LEADING Scottish football figures yesterday mourned the death of Bill Dickie, a former president of the Scottish football Association and current vice-chairman of Motherwell.
Dickie served as president for four years in the mid-Nineties and held this position when Scotland reached the finals of Euro 96, under manager Craig Brown. Dickie was also instrumental in bringing Brown to Fir Park, originally on a temporary basis, in 2009, following the sacking of then manager Jim Gannon.
Brown proved such a success that he stayed on for a year, until leaving to join Aberdeen last winter. Dickie was also on the board at Fir Park during Brown’s first spell at Motherwell as assistant manager to Willie McLean in the mid-Seventies. He was one of the longest serving directors in Scottish football with over 30 years of service.

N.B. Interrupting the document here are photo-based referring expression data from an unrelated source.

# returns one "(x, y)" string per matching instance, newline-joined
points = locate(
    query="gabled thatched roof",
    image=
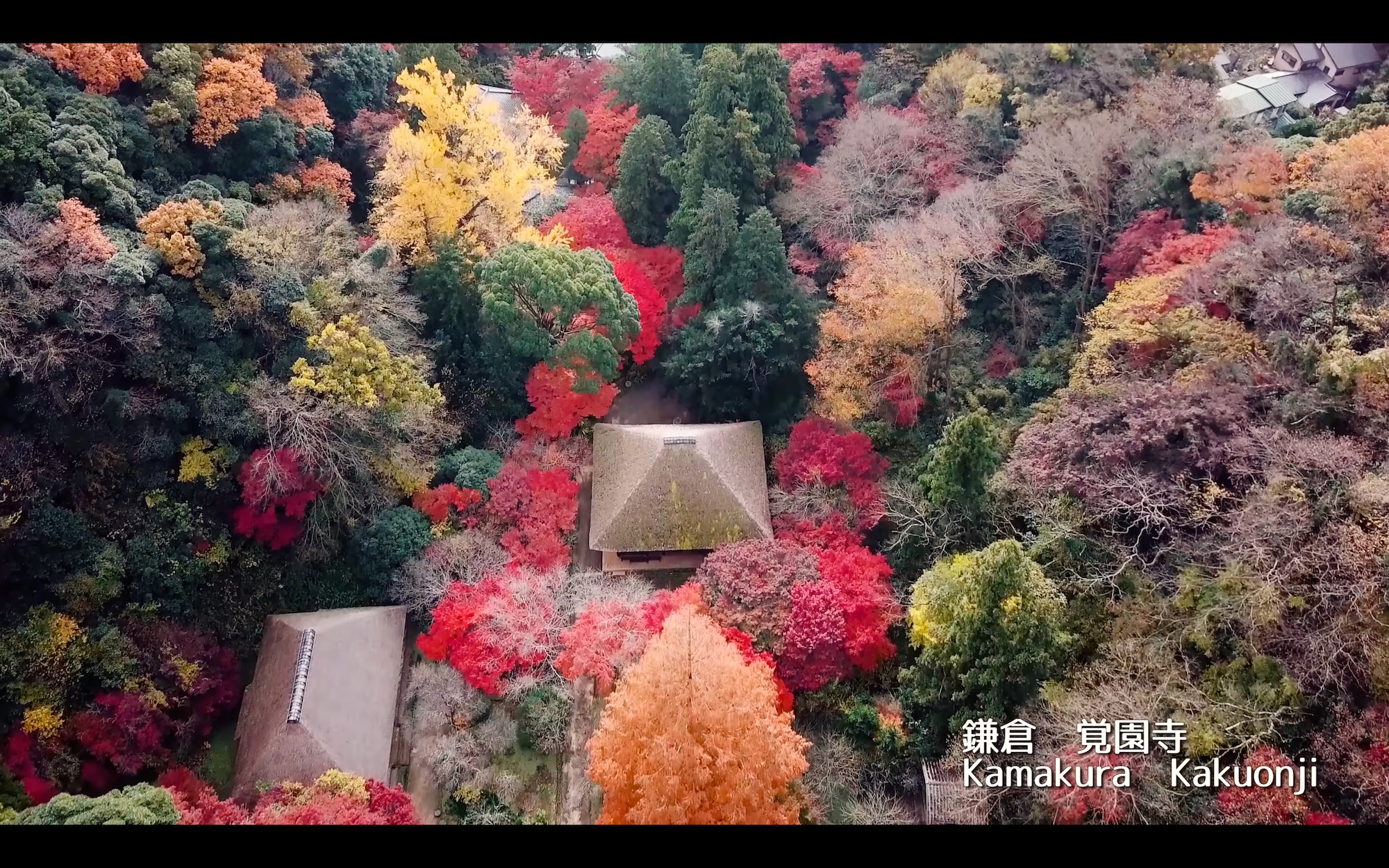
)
(348, 716)
(676, 488)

“He had this ritual of coming down to the tunnel at half-time and at the end of the game,” remembered Brown. “As the players came off he was always there with a pat on the shoulder and a smile. Whenever a game was televised, you’d be able to see him there, welcoming the troops as they came in.”
While Brown’s professional relationship with Dickie stretches back to the Seventies he really got to know the man during their days together with Scotland. “I got on well with him, he was always courteous,” he recalled. “He was always straight up and down, as he was at Motherwell. You couldn’t fault him.”
Jack McGinn, the former Celtic chairman, served as vice-president under Dickie at the SFA and was in his company as recently as Saturday, having been invited to Fir Park as his guest for the Scottish Cup fourth-round tie between Motherwell and Queen’s Park. McGinn’s grandson, Paul, plays for the Glasgow amateurs and so McGinn watched Motherwell win 4-0 in the seat next to Dickie. “The news is particularly shattering for me in the circumstances,” said McGinn.
“He was a very able and likeable man,” he added. “He would chair meetings in a quiet but strong manner. He had a strong personality but was very personable. The thing that strikes me is that I also don’t remember him ever being ill.”
There is dispute about Dickie’s age, although it is understood he was in his eighties. However, no-one at Motherwell was able to confirm the exact age. “He was always coy about that,” said a club spokesman.
Among Dickie’s tasks in his capacity as chairman of Motherwell, a position he held between 2003 and 2008, was making public the death of Phil O’Donnell, following the skipper’s collapse during a match at Fir Park against Dundee United. Dickie could be said to be in with the bricks at Fir Park. An architect by trade, Dickie helped design both the two-tier South stand at the ground and also the Davie Cooper stand. His office was a few minutes’ walk from the club.
Motherwell struggled to come to terms with his death yesterday. “Everyone is absolutely devastated by Bill’s sudden passing,” said Leeann Dempster, the club’s chief executive. “He was one of those characters that was so bright and bubbly; it has come as a great shock to everyone at Fir Park.
“Indeed, just last Saturday he was in and around the club for the Scottish Cup clash with Queen’s Park being his usual self. He was being very positive about the team and the future of the club in his own unique style.
“It goes without saying that we would like to pass on our deepest condolences to Bill’s family and close friends at this very sad time.”
Sieb Dykstra, the former Motherwell goalkeeper, paid his own tribute. “A true gentleman who was a very influential person inside Motherwell,” he said. Current player Steven Saunders said he had been left “devastated” by the news. “He will be missed by all,” he added.
Campbell Ogilvie, the current SFA president, extended his deepest sympathies to the Dickie family and everyone at Motherwell on behalf of the board of directors and staff at the SFA. “We are all shocked and saddened to learn of Bill’s death,” he said. “It was sudden and unexpected, especially as he was both very active within the club, as vice-chairman, and in his personal life. He will indeed be much missed by all who knew him.
“He was a tremendously passionate and committed administrator of the game,” he added. “More importantly, he was a lover of Scottish football and a man who was respected by all for his integrity and professionalism.
“Bill served on the Scottish FA Council for many years and became president from season 1993/94 to 1996/97. His involvement with the Scottish FA continued well beyond his period of presidency and his support of the Scotland national team was much appreciated. He was very highly thought of here at Hampden Park and his passing will be a great loss to Scottish football.”
Motherwell plan to hold a tribute to Dickie at this weekend’s Scottish Premier League match against Inverness Caledonian Thistle. The players will wear black armbands and there will be a minute’s applause.